Who Are Sikhs?

Sikhs are an ethno-religious community founded over five hundred years ago by Guru Nanak, the first of the ten Sikh gurus, in the Punjab region of the Indian subcontinent.

 

Sikhs have lived in Australia in small numbers since the 1830s. We fought for the allied forces in both world wars, and even as Anzacs in Gallipoli. While Sikhs make up only 0.5 percent of the Australian population today, they are the nation's fastest growing and fifth largest religion.

Sikhs are perhaps most recognisable by our turbans, one of the five articles of faith a baptised Sikh should wear on their body.

 

Baptised Sikhs don't cut their hair, letting it grow naturally as a sign of respect to God. Wrapping a turban around our long hair is not only practical, but forms a spiritual crown that centres the energy stored within the hair. We also wear a steel bracelet to symbolise the oneness of God, a wooden comb to keep our hair clean, special undergarments for modesty and a ceremonial sword that shows our willingness to fight against injustice.

The Sikh faith has always had a strong focus on social justice and equality.
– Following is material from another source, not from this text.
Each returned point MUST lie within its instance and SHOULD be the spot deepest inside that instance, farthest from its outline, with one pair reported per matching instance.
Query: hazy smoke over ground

Selfless service to the community, or seva, is one of the core tenets of Sikhism. Sikhs are called to help people of all faiths and backgrounds. And since the very beginning, the Sikh gurus taught that men and women are equal. Both women and men are deserving of full rights, and can participate equally in all aspects of worship.

We have a strong tradition of langar, or running community kitchens in our temples. People from all walks of life, regardless of their race, ethnicity, religion or social status, are welcome to enjoy a free vegetarian meal with us as equals in our places of worship.

These are the values that drive Turbans 4 Australia to pursue a more just, equal and tolerant society.